As pesquisadoras não acharam evidências de cookies recriados em 500 sites escolhidos aleatoriamente e somente duas instâncias de ressurreição de cookies nos cem sites mais populares. Elas também descobriram que o LSO estava sendo usado como identificador único em 9% dos cem endereços mais populares e em 3,4% nos 500 selecionados aleatoriamente.
“Nós descobrimos que recriações são raras, mas os sites ainda usam o LSOs como identificadores persistentes… o que pode ou não ter implicações de privacidade…”, o estudo relata.
Papel pró-ativo
As pesquisadoras sugerem que a Adobe deveria assumir um papel mais pró-ativo na questão de deixar claro que o LSOs não deve ser usado para unicamente identificar computadores e no fornecimento de desenvolvedores com forte guia e ferramentas de privacidade. As pesquisadoras alegam que somente 40% dos sites salvam dados LSO, o que elas interpretam como um sinal de que os desenvolvedores Flash podem não entender as implicações de privacidade.

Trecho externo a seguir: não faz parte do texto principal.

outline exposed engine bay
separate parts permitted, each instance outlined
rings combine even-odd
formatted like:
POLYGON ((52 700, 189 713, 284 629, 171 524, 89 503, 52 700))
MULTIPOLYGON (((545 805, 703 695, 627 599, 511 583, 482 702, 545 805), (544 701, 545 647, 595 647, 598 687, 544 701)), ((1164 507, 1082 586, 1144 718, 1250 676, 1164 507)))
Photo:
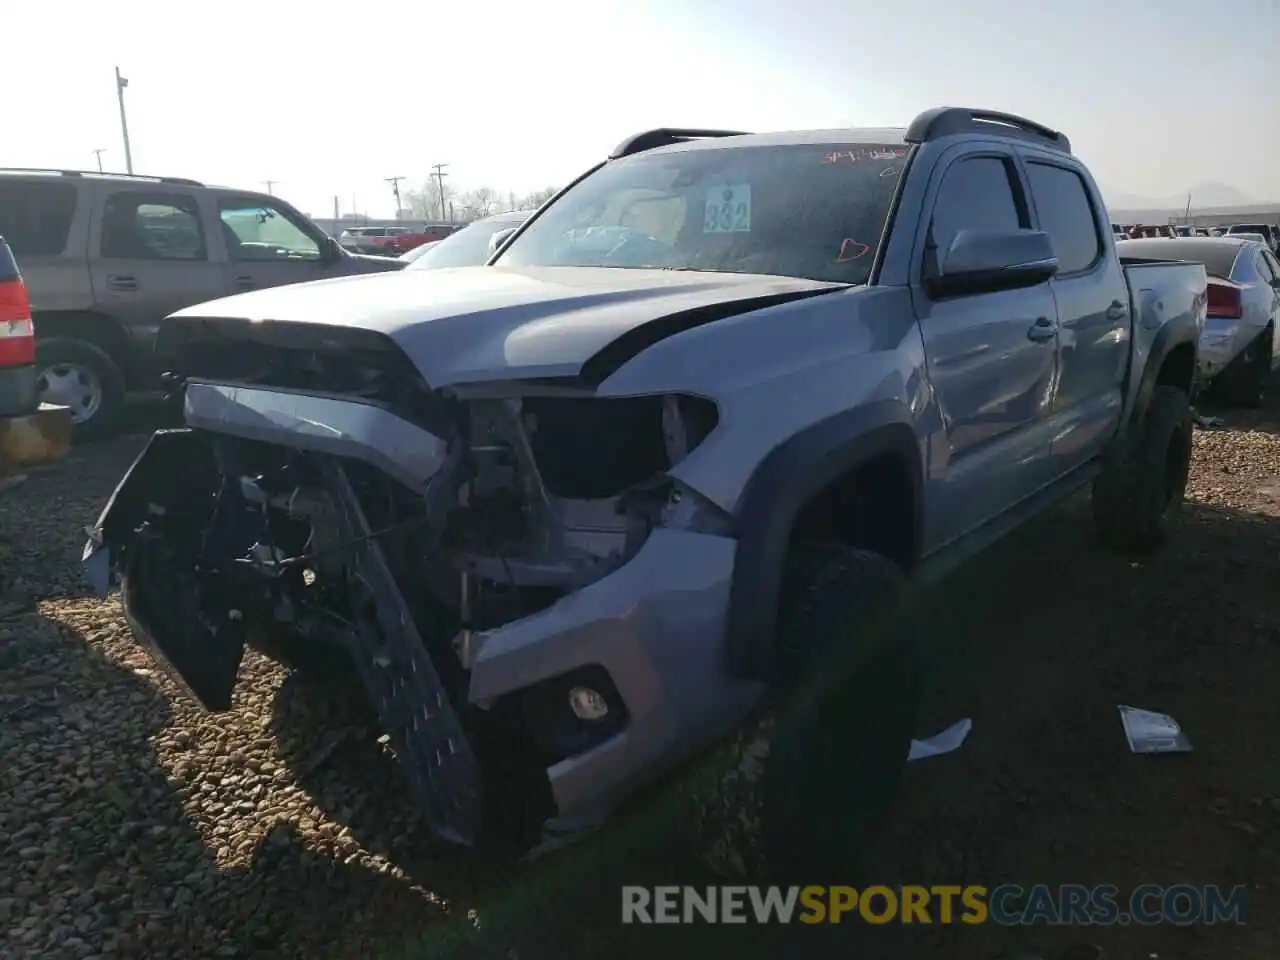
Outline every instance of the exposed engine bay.
MULTIPOLYGON (((716 409, 537 388, 439 403, 433 435, 449 435, 420 489, 302 434, 161 431, 96 540, 135 634, 207 708, 230 708, 246 645, 342 651, 437 833, 527 839, 554 813, 547 766, 616 735, 626 708, 593 733, 550 716, 563 691, 554 705, 536 688, 473 702, 484 632, 605 577, 681 515, 727 524, 666 474, 716 409)), ((617 697, 607 675, 590 686, 617 697)))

Elas também expressam seu ceticismo sobre o a viabilidade contínua da autorregulação. “É difícil achar chamados para uma abordagem de autorregulação da indústria para a privacidade na internet, quando a indústria demonstra disposição em violar a intenção de privacidade do usuário, como demonstrado ao usar o LSOs para recriar cookies HTTP ou, individualmente identificar os computadores”, afirmam.
Com a Comissão Federal de Comércio ponderando as regras de privacidade após anos de política de abstenção, sem mencionar uma série de recentes ações judiciais a respeito da suposta violação de privacidade relacionadas ao tráfego, a era da leve regulamentação online pode estar chegando ao fim.